The One Percent Have Privately Disappeared
December 8, 2016
People like to think that their lives are not always monitored, especially inside their domiciles. However, if you have installed any type of security camera, especially a baby monitor, the bad news is that they are easily hacked. Malware can also be downloaded onto a computer to spy on you through the built-in camera. Mark Zuckerberg coves his laptop’s camera with a piece of electrical tape. With all the conveniences to spy on the average individual, it is not surprising that the rich one percent are literally buying their privacy by disappearing. FT.com takes a look about, “How The Super-Rich Are Making Their Homes ‘Invisible.’”

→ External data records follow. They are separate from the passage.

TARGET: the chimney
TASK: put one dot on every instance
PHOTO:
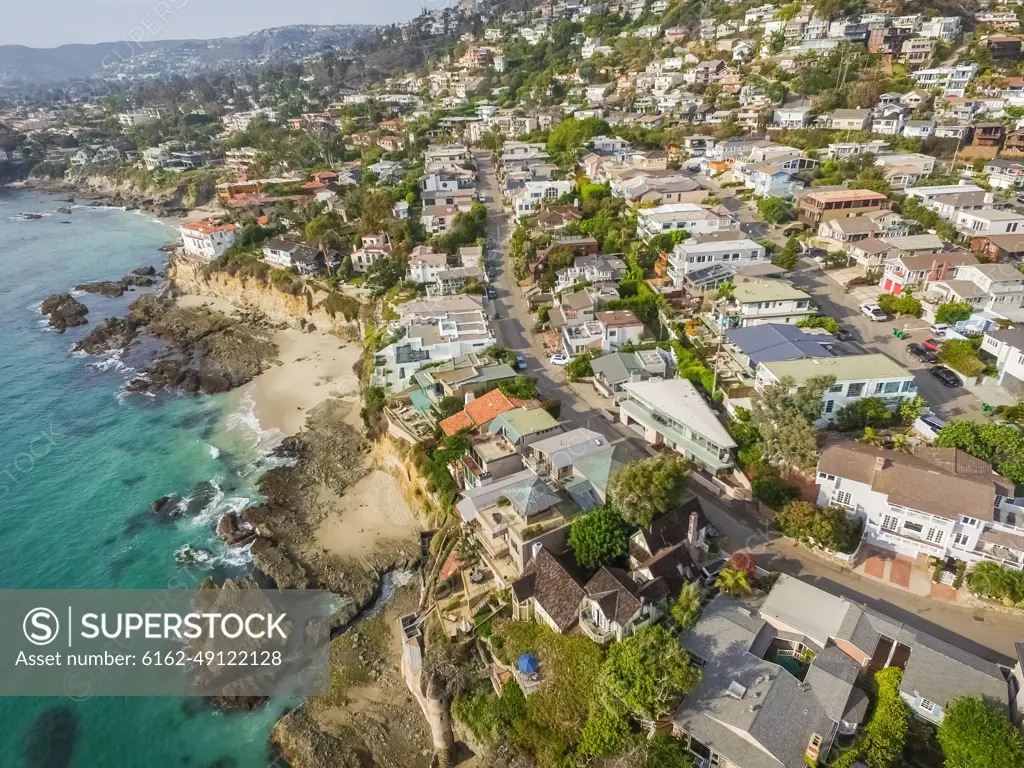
(691, 528)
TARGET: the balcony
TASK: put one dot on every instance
(595, 633)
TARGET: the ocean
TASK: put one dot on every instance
(80, 465)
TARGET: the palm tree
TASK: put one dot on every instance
(871, 437)
(733, 583)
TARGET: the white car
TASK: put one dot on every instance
(873, 311)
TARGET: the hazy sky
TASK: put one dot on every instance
(45, 24)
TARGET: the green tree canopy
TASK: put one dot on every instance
(599, 538)
(974, 734)
(642, 491)
(644, 675)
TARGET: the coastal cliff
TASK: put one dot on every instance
(312, 306)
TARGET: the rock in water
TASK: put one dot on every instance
(109, 288)
(65, 311)
(50, 740)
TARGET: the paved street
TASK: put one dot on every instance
(985, 633)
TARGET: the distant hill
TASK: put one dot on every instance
(20, 65)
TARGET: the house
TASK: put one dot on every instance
(375, 247)
(1007, 346)
(425, 265)
(920, 270)
(547, 592)
(821, 206)
(691, 217)
(614, 606)
(207, 240)
(856, 376)
(1005, 174)
(792, 117)
(986, 287)
(849, 120)
(757, 302)
(438, 219)
(773, 342)
(935, 502)
(689, 262)
(613, 370)
(758, 704)
(672, 413)
(988, 222)
(934, 672)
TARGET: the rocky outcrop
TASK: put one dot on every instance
(206, 350)
(65, 311)
(306, 745)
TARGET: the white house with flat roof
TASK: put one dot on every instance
(856, 376)
(672, 413)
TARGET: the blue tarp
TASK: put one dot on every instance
(527, 664)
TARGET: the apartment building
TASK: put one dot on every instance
(673, 414)
(701, 266)
(856, 376)
(935, 502)
(821, 206)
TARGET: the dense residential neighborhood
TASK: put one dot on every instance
(704, 323)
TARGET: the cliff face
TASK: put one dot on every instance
(249, 293)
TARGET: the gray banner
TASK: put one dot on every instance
(82, 643)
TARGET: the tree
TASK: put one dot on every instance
(975, 734)
(733, 582)
(642, 491)
(598, 538)
(774, 210)
(645, 674)
(953, 311)
(686, 609)
(785, 420)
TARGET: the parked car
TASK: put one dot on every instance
(709, 573)
(946, 376)
(922, 352)
(873, 311)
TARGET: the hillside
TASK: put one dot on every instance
(20, 65)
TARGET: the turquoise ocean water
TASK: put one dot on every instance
(80, 463)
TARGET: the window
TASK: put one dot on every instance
(843, 499)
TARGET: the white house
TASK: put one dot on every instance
(691, 217)
(936, 502)
(688, 258)
(526, 201)
(672, 413)
(856, 376)
(424, 265)
(1007, 346)
(207, 239)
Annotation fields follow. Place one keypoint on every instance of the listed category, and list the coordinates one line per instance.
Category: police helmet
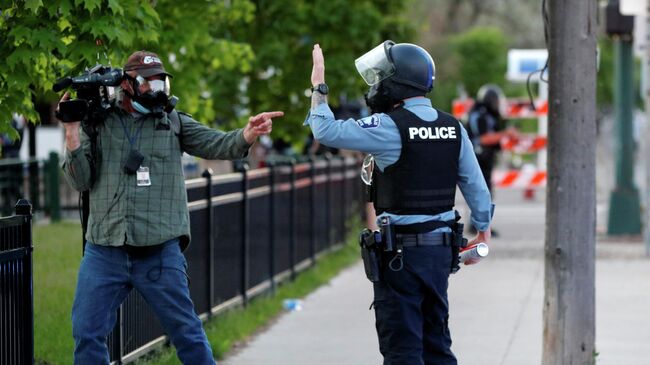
(405, 70)
(492, 97)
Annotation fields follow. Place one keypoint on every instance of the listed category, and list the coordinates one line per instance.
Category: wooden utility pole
(569, 301)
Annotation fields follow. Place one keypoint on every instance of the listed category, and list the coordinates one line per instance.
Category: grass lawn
(57, 253)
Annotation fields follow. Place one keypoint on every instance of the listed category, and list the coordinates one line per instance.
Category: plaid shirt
(121, 212)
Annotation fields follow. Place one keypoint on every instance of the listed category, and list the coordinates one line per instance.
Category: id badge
(142, 176)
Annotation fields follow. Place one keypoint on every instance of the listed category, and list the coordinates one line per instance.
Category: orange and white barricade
(530, 176)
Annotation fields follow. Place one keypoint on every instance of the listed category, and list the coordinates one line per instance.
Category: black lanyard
(133, 139)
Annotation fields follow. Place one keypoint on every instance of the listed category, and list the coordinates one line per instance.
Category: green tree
(40, 42)
(282, 36)
(481, 57)
(229, 58)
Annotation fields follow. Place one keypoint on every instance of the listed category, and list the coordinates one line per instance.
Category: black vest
(423, 180)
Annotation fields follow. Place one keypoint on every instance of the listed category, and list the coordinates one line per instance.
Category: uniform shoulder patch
(369, 122)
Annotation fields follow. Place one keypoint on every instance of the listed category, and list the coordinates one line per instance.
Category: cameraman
(139, 222)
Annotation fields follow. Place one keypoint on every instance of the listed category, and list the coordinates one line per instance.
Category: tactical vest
(423, 180)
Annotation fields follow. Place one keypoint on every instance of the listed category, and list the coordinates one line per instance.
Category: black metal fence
(250, 230)
(16, 297)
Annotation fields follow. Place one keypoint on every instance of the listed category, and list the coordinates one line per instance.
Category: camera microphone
(111, 78)
(62, 84)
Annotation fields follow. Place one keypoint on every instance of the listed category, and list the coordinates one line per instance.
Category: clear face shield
(375, 66)
(367, 168)
(160, 84)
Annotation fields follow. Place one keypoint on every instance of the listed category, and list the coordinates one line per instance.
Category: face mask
(378, 101)
(139, 108)
(154, 100)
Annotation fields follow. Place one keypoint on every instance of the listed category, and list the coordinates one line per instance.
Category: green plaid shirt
(121, 212)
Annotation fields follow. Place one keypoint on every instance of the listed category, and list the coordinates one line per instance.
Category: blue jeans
(107, 274)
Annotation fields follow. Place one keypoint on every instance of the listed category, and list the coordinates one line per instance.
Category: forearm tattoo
(317, 99)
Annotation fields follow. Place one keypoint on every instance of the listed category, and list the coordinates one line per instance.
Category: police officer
(485, 129)
(420, 154)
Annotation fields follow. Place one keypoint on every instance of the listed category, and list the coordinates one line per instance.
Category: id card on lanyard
(142, 173)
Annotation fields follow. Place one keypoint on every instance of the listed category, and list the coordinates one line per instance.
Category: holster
(457, 242)
(370, 253)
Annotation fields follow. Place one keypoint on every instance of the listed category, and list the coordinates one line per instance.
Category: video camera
(95, 94)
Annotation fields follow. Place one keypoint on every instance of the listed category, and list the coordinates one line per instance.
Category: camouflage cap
(146, 64)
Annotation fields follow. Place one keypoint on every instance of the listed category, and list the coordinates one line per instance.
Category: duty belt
(424, 239)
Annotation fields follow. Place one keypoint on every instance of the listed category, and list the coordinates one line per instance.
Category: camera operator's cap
(146, 64)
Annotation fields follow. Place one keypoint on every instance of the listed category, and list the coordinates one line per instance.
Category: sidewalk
(495, 307)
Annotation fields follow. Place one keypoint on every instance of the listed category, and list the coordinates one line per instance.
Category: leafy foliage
(229, 58)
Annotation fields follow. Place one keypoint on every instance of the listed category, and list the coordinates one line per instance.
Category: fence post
(242, 166)
(312, 210)
(343, 211)
(207, 174)
(24, 209)
(34, 183)
(292, 220)
(271, 166)
(53, 198)
(328, 200)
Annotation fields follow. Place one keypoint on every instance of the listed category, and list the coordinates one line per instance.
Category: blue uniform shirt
(378, 135)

The article opens with a description about how an entire high-end California neighborhood exists, but it is digitally “invisible” on Google Street View. Celebrities live in this affluent California neighborhood and the management company does not even give interviews. Privacy is one of the greatest luxuries one can buy in this age and the demand will grow as mobile Internet usages increases. The use of cameras is proportional to Internet usage.
People who buy privacy by hiding their homes want to avoid prying eyes, such a paparazzi and protect themselves from burglars. The same type of people who buy privacy are also being discreet about their wealth. They do not flaunt it, unlike previous eras. In the business sector, more and more clients want to remain anonymous so corporations are creating shell businesses to protect their identities.
There is an entire market for home designs that hide the actual building from prying eyes. The ultimate way to disappear, however, is to live off the grid:
For extra stealth, property owners can take their homes off the grid — generating their own electricity and water supply avoids tell-tale pipes and wires heading on to their land. Self-sufficient communities have become increasingly popular for privacy, as well as ecological, reasons; some estimates suggest that 180,000 households are living off the grid in the US alone.
Those people who live off the grid will also survive during a zombie apocalypse, but I digress.
It is understandable that celebrities and others in the public eye require more privacy than the average citizen, but we all deserve the same privacy rights. But it brings up another question: information needs to be found in order to be used. Why should some be able to disappear while others cannot?